Re: Selected problems with Proposal 4 from Irene Polikoff on 2016-03-11 (public-data-shapes-wg@w3.org from March 2016)

From: Irene Polikoff <irene@topquadrant.com>
Date: Fri, 11 Mar 2016 13:08:49 -0500
To: "Peter F. Patel-Schneider" <pfpschneider@gmail.com>, Holger Knublauch <holger@topquadrant.com>, "public-data-shapes-wg@w3.org" <public-data-shapes-wg@w3.org>
Message-ID: <D3086DBE.95AAD%irene@topquadrant.com>
My take is that contrary to being a ³modest proposal², this is actually a
very significant change requiring a redo for much of the work that went on
in the last 18 months. In fact, a completely different proposal.

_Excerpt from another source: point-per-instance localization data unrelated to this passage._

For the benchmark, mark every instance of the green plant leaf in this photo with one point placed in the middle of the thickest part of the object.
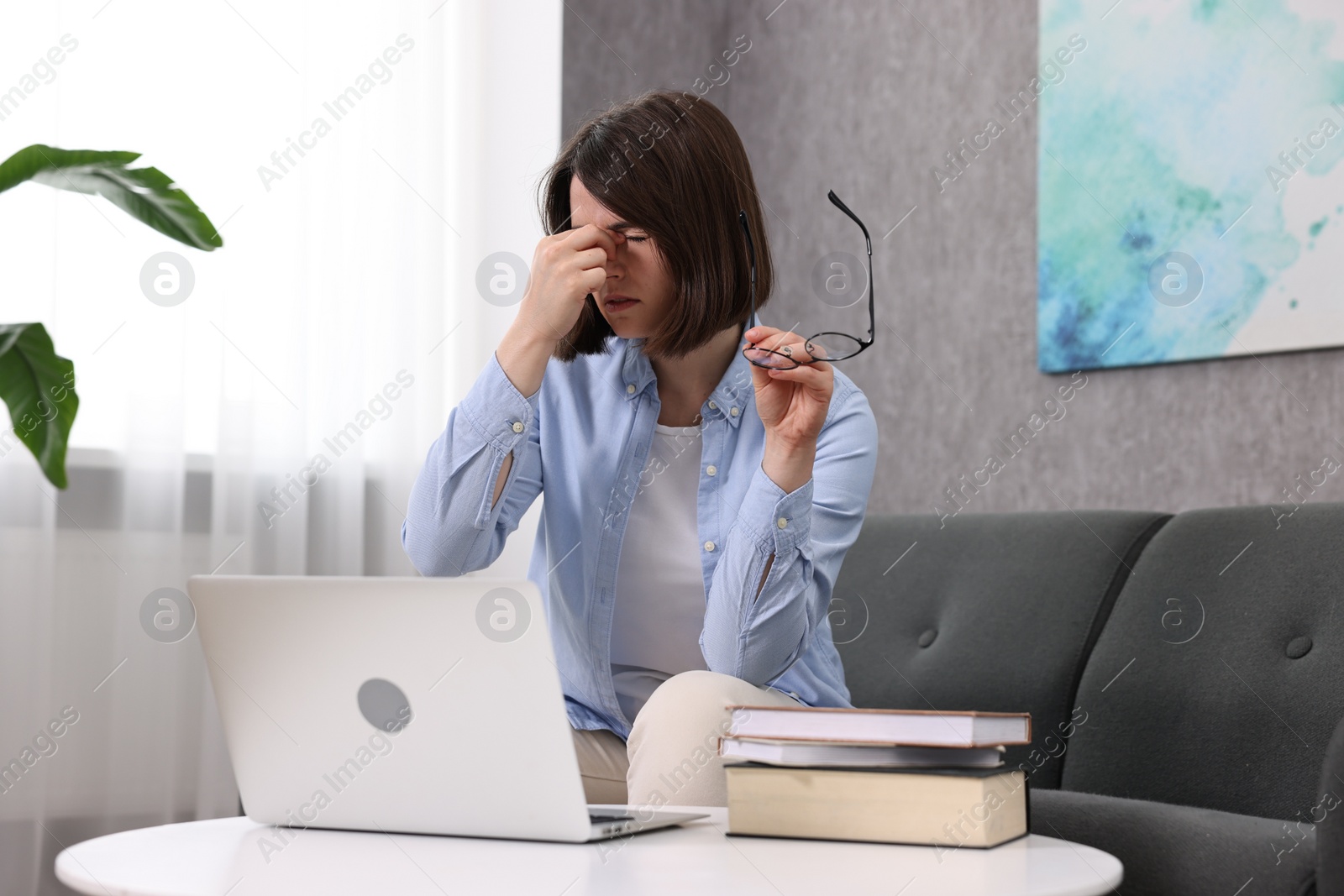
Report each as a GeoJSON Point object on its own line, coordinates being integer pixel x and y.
{"type": "Point", "coordinates": [38, 387]}
{"type": "Point", "coordinates": [145, 194]}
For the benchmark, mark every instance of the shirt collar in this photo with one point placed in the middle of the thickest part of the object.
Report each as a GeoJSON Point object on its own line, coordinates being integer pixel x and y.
{"type": "Point", "coordinates": [729, 399]}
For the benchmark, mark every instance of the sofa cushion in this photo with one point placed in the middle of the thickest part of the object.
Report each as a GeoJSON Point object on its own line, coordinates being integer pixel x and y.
{"type": "Point", "coordinates": [1216, 681]}
{"type": "Point", "coordinates": [1180, 851]}
{"type": "Point", "coordinates": [1330, 832]}
{"type": "Point", "coordinates": [992, 611]}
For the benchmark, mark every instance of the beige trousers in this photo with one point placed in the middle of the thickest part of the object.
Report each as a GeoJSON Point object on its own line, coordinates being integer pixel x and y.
{"type": "Point", "coordinates": [672, 757]}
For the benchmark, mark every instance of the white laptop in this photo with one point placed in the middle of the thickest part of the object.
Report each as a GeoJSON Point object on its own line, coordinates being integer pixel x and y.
{"type": "Point", "coordinates": [398, 705]}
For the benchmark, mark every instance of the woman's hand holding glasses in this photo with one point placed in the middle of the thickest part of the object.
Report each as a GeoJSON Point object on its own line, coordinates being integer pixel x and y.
{"type": "Point", "coordinates": [792, 405]}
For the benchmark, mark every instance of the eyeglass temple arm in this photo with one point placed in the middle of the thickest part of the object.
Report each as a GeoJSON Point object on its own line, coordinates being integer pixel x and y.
{"type": "Point", "coordinates": [867, 241]}
{"type": "Point", "coordinates": [746, 230]}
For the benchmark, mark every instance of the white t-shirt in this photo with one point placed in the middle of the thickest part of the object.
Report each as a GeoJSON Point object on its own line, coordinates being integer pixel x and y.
{"type": "Point", "coordinates": [659, 609]}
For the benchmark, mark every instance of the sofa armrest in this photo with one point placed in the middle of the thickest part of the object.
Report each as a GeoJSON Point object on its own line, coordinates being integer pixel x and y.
{"type": "Point", "coordinates": [1330, 831]}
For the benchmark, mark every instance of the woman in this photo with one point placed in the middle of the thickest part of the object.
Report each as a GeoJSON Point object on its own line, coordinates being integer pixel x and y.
{"type": "Point", "coordinates": [698, 506]}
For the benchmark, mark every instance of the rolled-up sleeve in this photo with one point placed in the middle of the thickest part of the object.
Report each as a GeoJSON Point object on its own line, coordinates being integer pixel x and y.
{"type": "Point", "coordinates": [759, 636]}
{"type": "Point", "coordinates": [450, 524]}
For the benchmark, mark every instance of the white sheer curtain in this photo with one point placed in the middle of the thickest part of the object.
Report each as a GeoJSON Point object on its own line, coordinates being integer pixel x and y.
{"type": "Point", "coordinates": [340, 322]}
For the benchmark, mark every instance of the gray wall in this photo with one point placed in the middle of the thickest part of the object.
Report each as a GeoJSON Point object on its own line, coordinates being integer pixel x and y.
{"type": "Point", "coordinates": [866, 97]}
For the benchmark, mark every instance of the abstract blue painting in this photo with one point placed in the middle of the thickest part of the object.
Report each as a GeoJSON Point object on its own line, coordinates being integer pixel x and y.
{"type": "Point", "coordinates": [1191, 195]}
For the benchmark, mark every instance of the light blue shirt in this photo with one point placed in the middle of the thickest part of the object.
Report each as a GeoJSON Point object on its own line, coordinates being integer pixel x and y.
{"type": "Point", "coordinates": [584, 437]}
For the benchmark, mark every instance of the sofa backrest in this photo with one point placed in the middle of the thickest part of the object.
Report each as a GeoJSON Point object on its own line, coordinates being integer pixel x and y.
{"type": "Point", "coordinates": [1220, 674]}
{"type": "Point", "coordinates": [985, 611]}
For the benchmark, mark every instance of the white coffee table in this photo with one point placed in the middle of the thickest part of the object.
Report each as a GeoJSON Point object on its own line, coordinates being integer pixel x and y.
{"type": "Point", "coordinates": [225, 857]}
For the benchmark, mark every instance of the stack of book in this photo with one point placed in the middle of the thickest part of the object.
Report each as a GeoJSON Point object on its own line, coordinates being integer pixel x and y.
{"type": "Point", "coordinates": [882, 775]}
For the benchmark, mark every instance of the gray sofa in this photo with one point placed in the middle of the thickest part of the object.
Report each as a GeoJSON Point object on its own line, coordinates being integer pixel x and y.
{"type": "Point", "coordinates": [1184, 676]}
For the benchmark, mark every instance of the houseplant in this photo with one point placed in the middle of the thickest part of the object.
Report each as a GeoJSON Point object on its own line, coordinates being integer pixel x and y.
{"type": "Point", "coordinates": [37, 385]}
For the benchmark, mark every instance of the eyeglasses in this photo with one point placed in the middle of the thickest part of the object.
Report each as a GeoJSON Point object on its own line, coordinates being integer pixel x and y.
{"type": "Point", "coordinates": [835, 347]}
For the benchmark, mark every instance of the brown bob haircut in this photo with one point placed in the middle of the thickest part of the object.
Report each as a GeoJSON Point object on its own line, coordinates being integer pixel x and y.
{"type": "Point", "coordinates": [672, 164]}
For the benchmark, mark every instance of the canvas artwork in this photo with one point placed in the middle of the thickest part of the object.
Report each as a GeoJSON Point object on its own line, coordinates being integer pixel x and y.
{"type": "Point", "coordinates": [1191, 195]}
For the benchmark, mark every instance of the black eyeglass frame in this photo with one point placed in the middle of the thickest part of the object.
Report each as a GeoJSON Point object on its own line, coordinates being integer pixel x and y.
{"type": "Point", "coordinates": [785, 355]}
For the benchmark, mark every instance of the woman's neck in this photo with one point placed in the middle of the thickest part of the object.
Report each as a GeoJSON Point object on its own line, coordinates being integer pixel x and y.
{"type": "Point", "coordinates": [685, 382]}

As such it needs a proof of feasibility - just like other inputs to the
working group had some proofs of feasibility (some more mature than
others).

I believe the proof needs to happen and details have to be sufficiently
worked out in order to properly consider this alternative. With this, I
think if the group wants to seriously evaluate it, someone needs to signup
for implementing it sooner (like now) rather than later. I submit that
without this, there just not enough substance to the discussions.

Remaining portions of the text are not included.